Pulling a single chromatin fiber reveals the forces that maintain its higher-order structure

Abstract

Single chicken erythrocyte chromatin fibers were stretched and released at room temperature with force-measuring laser tweezers. In low ionic strength, the stretch-release curves reveal a process of continuous deformation with little or no internucleosomal attraction. A persistence length of 30 nm and a stretch modulus of approximately 5 pN is determined for the fibers. At forces of 20 pN and higher, the fibers are modified irreversibly, probably through the mechanical removal of the histone cores from native chromatin. In 40-150 mM NaCl, a distinctive condensation-decondensation transition appears between 5 and 6 pN, corresponding to an internucleosomal attraction energy of approximately 2.0 kcal/mol per nucleosome. Thus, in physiological ionic strength the fibers possess a dynamic structure in which the fiber locally interconverting between "open" and "closed" states because of thermal fluctuations.

Figure 1

Schematic drawing of a chromatin fiber pulled between two beads by laser tweezers (19) formed by two laser beams counter-propagating through the objectives with a common focus, not to scale. The stiffness of the trap is ≈28 pN/μm. The Brownian noise in the force ≈0.34 pN, which is also close to the thermal drift.

Figure 2

Force-extension curves of chicken erythrocyte chromatin fibers at low and intermediate force regimes in 5 mM NaCl, 10 mM Tris (pH 7.5), 2 mM EDTA, 2 mg/ml BSA. (A) In the low force regime, below 6 pN, the stretch release curves are repeatable and reversible with a positive curvature. (B) Between 6 and 20 pN the stretch and release curves no longer coincide and hysteresis is evident in the cycle. (C) Shown are the relaxation curves, adjusted to the same length by a constant factor, corresponding to a fiber stretched in three cycles with different maximum forces.

Figure 3

Force-induced irreversible changes in chromatin fibers successively extended to increasing forces well above 20 pN in 5 mM NaCl, 10 mM Tris (pH 7.5), 2 mM EDTA, 2 mg/ml BSA. Hysteresis between the stretch and release part of the curve is evident in all curves. During the first stretch-release cycle (green) the fiber undergoes a transition that appears between 20 and 35 pN (between the green vertical arrows). In the successive cycles this transition occurs at higher forces (red curve and red vertical arrows) and eventually become less noticeable (blue curve).

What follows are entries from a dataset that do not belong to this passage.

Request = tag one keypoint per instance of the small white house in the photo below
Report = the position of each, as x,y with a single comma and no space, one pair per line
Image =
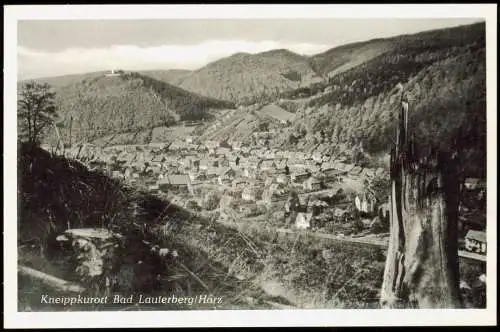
475,241
303,220
248,194
313,183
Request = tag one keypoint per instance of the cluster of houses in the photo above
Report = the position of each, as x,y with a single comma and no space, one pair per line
183,165
253,174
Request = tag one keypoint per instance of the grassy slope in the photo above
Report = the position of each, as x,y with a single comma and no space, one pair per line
443,72
171,76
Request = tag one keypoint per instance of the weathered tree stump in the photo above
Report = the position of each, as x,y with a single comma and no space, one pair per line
421,270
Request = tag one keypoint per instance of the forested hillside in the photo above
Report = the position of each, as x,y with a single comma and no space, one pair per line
172,76
246,78
444,75
126,103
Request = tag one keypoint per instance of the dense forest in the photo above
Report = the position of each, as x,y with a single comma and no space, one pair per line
129,102
246,78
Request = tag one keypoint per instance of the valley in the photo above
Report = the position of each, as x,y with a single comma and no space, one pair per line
267,174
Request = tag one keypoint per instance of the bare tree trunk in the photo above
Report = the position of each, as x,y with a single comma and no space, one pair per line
421,270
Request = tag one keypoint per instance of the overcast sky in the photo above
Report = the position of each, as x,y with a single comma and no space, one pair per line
51,48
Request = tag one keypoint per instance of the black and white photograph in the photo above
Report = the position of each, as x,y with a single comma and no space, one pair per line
198,164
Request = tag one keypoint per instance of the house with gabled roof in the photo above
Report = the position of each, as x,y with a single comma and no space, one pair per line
355,171
226,175
303,220
475,241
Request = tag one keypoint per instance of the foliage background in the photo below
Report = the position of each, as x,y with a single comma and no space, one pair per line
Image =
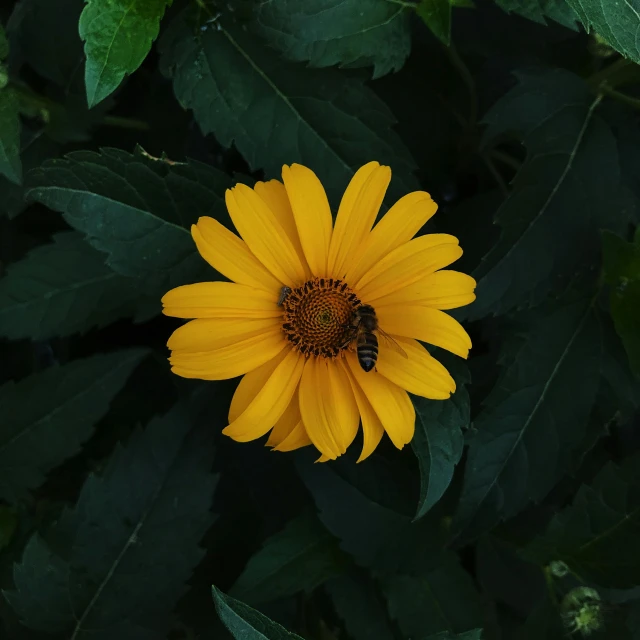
120,502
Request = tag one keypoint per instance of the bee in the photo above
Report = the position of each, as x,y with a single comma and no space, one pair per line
363,328
284,294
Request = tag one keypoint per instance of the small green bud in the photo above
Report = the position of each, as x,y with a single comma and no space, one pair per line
582,611
558,569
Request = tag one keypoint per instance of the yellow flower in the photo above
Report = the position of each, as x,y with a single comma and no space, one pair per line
288,321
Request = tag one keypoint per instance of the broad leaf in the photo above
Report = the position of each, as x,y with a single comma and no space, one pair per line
137,210
596,536
376,536
353,33
117,37
622,272
437,16
616,22
542,10
439,440
278,113
361,608
47,416
116,564
534,419
442,600
246,623
10,163
63,288
300,557
566,191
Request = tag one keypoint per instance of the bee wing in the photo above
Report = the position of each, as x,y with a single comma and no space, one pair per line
392,343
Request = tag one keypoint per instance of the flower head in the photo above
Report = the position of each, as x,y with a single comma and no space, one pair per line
323,320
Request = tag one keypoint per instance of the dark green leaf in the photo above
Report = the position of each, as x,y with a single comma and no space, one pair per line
437,16
354,33
443,599
246,623
357,603
36,148
42,29
568,188
616,22
534,418
278,113
118,35
622,271
373,534
439,440
541,10
115,565
63,288
300,557
596,536
137,210
47,416
474,634
10,163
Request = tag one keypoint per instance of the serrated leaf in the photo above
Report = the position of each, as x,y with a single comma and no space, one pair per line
596,535
278,113
439,440
541,10
116,564
533,420
441,600
375,535
568,188
616,22
353,33
137,210
117,37
62,288
436,14
246,623
360,607
10,163
47,416
298,558
622,271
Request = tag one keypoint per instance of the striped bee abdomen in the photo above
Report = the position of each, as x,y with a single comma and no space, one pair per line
367,350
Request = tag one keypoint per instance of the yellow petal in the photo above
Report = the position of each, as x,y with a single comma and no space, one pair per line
270,403
441,290
230,256
211,333
372,429
275,195
328,407
391,403
231,360
407,264
250,385
426,324
420,373
286,423
356,215
312,215
264,235
220,300
405,218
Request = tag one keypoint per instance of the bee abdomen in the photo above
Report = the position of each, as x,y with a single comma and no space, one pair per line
367,350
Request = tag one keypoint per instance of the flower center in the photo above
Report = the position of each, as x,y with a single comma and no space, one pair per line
317,316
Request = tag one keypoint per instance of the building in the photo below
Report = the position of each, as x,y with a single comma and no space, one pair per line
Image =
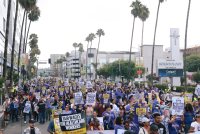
104,57
3,17
146,53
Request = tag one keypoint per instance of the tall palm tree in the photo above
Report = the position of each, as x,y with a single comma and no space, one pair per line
88,41
6,40
13,44
33,16
152,62
186,29
136,7
91,38
27,5
75,45
144,14
99,33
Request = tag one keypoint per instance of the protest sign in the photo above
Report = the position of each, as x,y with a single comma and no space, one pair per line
177,105
37,95
91,98
61,90
27,107
78,98
73,123
141,111
106,98
188,98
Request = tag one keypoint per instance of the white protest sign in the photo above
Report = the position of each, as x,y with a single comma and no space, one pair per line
27,107
91,98
37,95
78,98
177,105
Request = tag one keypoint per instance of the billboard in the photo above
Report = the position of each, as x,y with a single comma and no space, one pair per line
170,68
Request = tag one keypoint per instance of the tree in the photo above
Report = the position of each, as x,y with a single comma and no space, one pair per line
144,14
196,77
136,9
115,69
33,16
88,41
192,63
154,39
27,5
99,33
13,44
186,28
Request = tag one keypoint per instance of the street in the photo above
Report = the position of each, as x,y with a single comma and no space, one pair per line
15,128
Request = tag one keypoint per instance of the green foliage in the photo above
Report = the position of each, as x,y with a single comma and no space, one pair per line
27,4
117,68
196,77
193,63
1,82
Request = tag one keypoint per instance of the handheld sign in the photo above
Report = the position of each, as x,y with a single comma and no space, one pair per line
91,98
177,105
73,123
27,107
78,98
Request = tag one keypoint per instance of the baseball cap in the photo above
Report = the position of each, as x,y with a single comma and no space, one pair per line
145,119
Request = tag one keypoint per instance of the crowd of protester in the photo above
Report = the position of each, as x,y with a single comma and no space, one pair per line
118,113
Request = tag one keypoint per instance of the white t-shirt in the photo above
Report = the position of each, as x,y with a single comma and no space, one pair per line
196,126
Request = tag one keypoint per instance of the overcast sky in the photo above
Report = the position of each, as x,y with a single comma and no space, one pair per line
64,22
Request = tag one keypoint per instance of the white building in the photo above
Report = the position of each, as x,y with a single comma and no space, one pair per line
3,17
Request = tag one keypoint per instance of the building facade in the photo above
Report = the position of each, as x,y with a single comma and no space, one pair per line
3,17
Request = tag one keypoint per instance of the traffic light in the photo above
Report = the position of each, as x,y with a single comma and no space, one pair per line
49,61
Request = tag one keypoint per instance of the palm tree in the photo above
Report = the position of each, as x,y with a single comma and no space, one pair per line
186,29
33,16
152,63
6,40
13,44
144,14
91,38
75,45
27,5
136,7
99,33
88,40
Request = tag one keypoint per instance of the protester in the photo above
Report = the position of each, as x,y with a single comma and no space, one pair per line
32,129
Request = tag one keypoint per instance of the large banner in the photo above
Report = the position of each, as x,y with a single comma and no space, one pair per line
177,105
78,98
73,123
91,98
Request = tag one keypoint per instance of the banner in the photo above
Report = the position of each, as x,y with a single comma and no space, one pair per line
73,123
37,95
188,98
61,90
27,107
91,98
141,111
78,98
177,105
106,98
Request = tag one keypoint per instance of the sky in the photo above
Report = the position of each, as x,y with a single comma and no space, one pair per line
63,22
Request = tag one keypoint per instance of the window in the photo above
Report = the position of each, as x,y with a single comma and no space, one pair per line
4,24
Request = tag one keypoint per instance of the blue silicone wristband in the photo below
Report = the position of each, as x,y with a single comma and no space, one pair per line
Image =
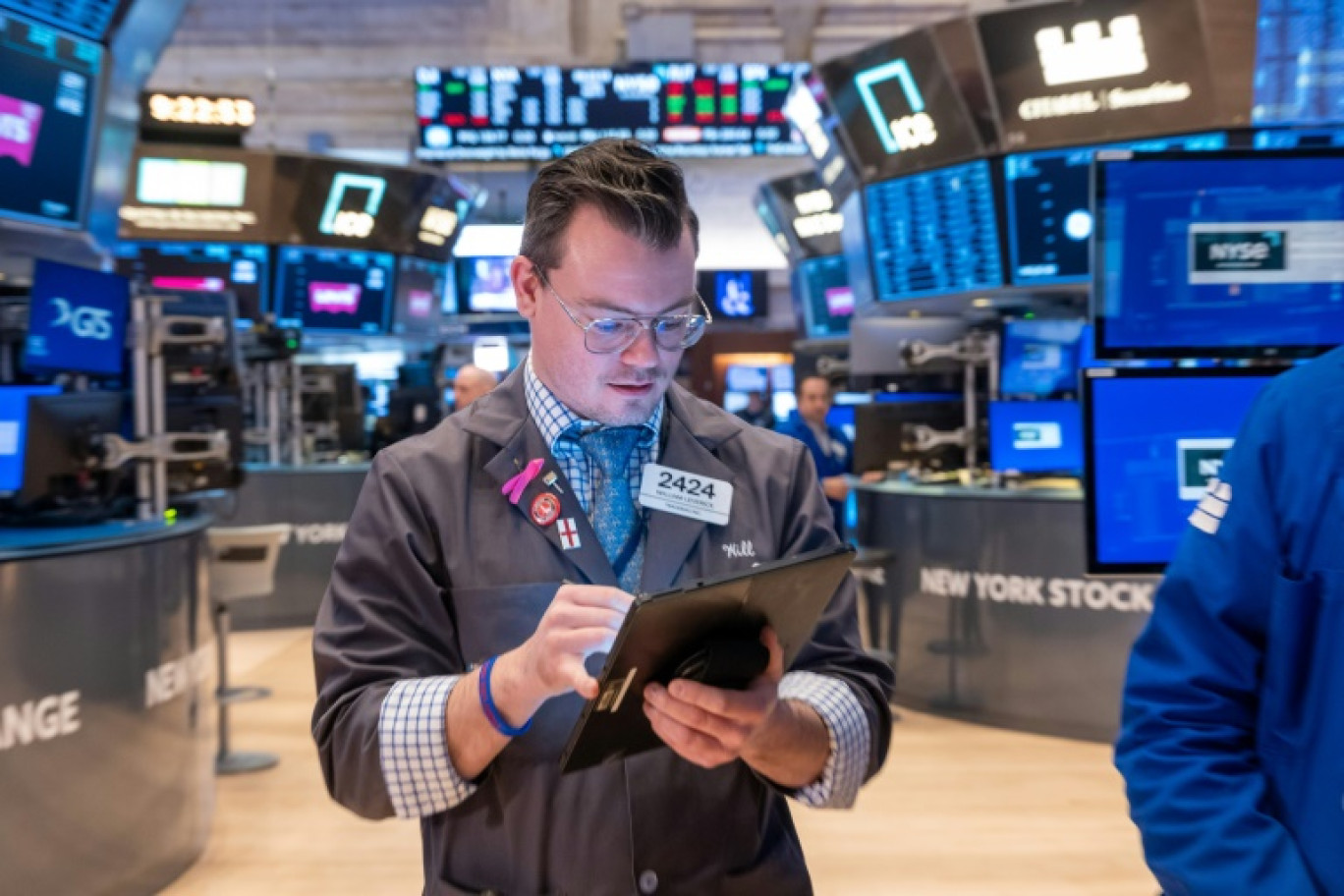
492,712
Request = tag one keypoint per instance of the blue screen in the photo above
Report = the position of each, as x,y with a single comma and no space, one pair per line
934,234
1040,358
1036,437
1156,442
14,431
77,320
825,296
1300,62
1050,214
1220,256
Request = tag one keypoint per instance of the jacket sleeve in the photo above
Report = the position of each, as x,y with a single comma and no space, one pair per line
383,621
1188,734
835,649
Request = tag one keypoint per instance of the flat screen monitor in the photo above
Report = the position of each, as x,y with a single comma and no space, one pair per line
1229,255
58,443
1074,73
1036,437
484,285
899,108
735,295
333,289
535,113
197,194
1040,358
14,432
48,103
1050,212
1153,441
934,234
77,321
1299,63
825,296
201,267
422,292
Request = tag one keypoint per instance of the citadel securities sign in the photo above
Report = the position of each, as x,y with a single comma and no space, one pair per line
1067,73
1061,594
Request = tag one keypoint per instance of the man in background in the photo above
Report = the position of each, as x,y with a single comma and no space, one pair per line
828,445
471,383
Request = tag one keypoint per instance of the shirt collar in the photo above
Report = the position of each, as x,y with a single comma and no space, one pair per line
554,420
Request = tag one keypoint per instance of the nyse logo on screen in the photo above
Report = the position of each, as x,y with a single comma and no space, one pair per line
19,125
1201,463
903,131
1092,55
1037,437
84,321
355,223
1263,251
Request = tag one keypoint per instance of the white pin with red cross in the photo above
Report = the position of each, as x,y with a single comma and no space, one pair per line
569,533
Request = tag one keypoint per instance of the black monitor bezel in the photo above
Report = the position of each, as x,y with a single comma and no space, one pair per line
1096,292
1092,563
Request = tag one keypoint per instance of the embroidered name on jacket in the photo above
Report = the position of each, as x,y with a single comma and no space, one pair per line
740,549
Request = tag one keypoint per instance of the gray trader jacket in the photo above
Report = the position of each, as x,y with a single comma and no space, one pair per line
438,571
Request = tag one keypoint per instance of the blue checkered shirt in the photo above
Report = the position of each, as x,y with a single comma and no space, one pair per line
412,736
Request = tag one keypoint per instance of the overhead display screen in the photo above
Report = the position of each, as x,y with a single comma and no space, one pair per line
506,113
808,214
813,119
1227,255
1050,215
201,267
1082,73
48,99
934,234
1154,442
1299,63
196,194
347,204
331,289
899,109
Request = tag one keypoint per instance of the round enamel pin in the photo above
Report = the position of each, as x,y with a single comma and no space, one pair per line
546,509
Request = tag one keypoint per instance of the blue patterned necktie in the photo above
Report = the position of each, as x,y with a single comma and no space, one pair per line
614,516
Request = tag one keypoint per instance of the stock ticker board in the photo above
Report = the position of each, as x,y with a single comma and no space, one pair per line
686,110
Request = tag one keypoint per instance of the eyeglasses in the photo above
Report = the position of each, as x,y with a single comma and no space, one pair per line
613,335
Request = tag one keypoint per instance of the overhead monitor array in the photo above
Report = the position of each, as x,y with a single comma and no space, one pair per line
535,113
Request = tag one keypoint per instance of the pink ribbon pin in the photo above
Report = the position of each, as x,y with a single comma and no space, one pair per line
514,488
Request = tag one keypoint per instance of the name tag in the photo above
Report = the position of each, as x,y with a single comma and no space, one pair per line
687,494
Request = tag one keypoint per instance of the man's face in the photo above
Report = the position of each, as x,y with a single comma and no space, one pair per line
605,273
813,401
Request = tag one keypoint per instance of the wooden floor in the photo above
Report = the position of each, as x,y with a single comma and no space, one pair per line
959,811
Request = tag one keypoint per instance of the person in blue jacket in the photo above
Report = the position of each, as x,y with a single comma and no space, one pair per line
1233,734
828,445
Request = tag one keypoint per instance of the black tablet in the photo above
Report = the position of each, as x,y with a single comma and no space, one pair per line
667,632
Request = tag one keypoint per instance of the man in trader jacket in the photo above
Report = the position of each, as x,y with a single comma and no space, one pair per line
1233,738
455,654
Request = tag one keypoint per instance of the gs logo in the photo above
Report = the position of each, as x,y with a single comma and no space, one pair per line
84,321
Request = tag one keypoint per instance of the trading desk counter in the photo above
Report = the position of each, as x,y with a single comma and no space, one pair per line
992,615
317,501
106,706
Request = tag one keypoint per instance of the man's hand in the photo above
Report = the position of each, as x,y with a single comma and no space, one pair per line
581,621
709,726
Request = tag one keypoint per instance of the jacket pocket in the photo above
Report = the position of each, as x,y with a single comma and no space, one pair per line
1304,665
496,620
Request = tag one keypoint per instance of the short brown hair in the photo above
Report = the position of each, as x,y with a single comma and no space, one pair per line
636,190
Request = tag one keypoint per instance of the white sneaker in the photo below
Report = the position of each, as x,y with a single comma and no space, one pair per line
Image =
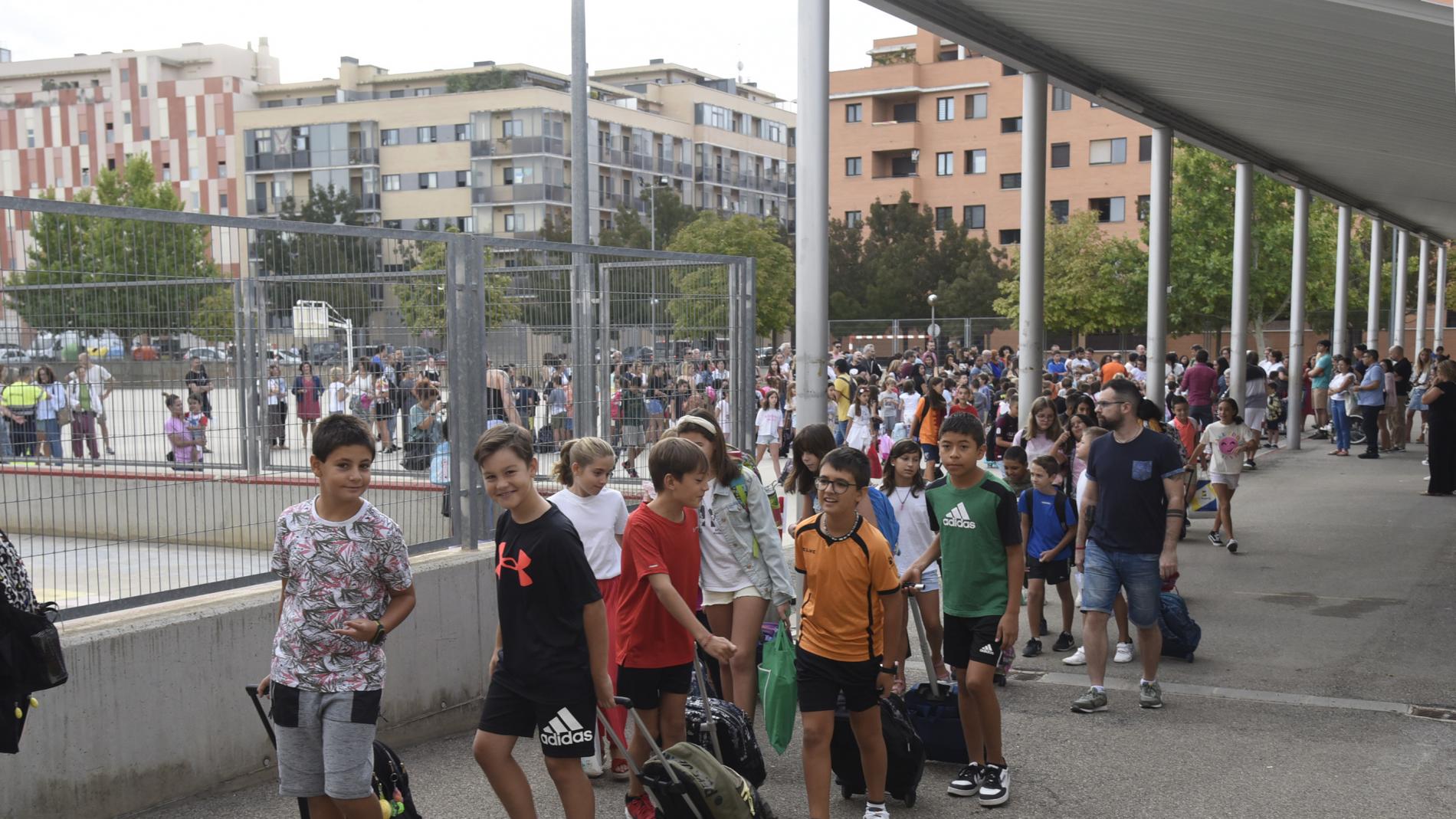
1124,652
592,765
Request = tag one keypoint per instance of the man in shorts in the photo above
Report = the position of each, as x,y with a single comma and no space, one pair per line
1127,537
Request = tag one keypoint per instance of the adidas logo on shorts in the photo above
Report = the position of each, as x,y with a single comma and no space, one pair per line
959,518
564,729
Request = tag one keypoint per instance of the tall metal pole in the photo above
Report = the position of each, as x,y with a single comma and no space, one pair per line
1341,284
1398,284
1422,280
1242,244
1439,330
1033,234
582,374
812,274
1296,317
1159,244
1373,297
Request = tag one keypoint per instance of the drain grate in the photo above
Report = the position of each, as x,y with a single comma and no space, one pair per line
1433,713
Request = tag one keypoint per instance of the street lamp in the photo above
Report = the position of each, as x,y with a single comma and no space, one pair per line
661,182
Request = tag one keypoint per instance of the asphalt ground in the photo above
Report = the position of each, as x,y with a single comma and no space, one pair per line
1318,636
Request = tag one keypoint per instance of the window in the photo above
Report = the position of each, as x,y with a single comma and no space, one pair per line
943,218
1108,208
975,217
1108,152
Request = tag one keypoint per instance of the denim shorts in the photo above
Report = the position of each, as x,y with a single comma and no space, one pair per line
1106,572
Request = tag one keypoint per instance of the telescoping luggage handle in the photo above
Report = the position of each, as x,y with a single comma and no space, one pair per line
651,744
925,645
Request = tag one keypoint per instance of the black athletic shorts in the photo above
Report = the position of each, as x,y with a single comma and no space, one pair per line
972,639
566,731
647,686
821,681
1053,571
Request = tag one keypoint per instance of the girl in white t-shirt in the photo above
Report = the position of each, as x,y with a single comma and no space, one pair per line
769,424
1223,447
904,486
600,517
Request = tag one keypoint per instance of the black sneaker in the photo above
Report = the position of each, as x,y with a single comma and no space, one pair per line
966,783
995,786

When the fiber is stretched up to ≈65 pN, a plateau corresponding to the overstretching of dsDNA can be seen (black curve and horizontal arrow).

Figure 4

Force-extension curves for chicken erythrocyte chromatin fibers pulled below 20 pN in 40 mM NaCl, 10 mM Tris (pH 7.5), 2 mM EDTA, 2 mg/ml BSA. (A) In low force regime, the stretch and release halves of the cycle nearly coincide. (B and C) Intermediate force regime. The stretch and release curves no longer coincide and the process displays hysteresis. The plateau corresponding to the condensation-decondensation transition is indicated by the horizontal arrows. (D) Three relaxation curves, adjusted to the same length by using a constant factor, corresponding to a fiber stretched successively to different maximum forces. The negative curvature and the plateau although less obvious, are still present.

Figure 5

Fit of the release part of the force-extension curve of a chromatin fiber at low ionic strength by using an extensible worm-like chain model. Fitting of the data gives a persistence length of 30 nm, a stretch modulus of 5 pN, and a maximum length of 3.05 times the original fiber length, estimated to be 1 μm based on the x-intercept of the linear part of the curve. The fiber attains its maximum length when the linkers become completely aligned in the direction of the applied force. For reference, the chromatin models, schematic drawing depicting qualitatively the continuous deformation of the chromatin fiber as it is subjected to increasing tension at low ionic strengths, have been superimposed to the relaxation curve of a fiber pulled under those conditions.

Figure 6

Fit of chromatin decondensation data by a two-state model. A persistence length of 30 nm is assumed for both before and after the transition (either side of the plateau). A contour length of 0.7 μm was used for the condensed fiber (short form), whereas the contour length for the decondensed fiber (long form) is assumed to be two times longer. The energy to convert the short form to long form is found to be 3.8 kT from the fit. The divergence between the experimental values (○) and the calculated values (solid line) at high forces results from the inextensible nature of the model.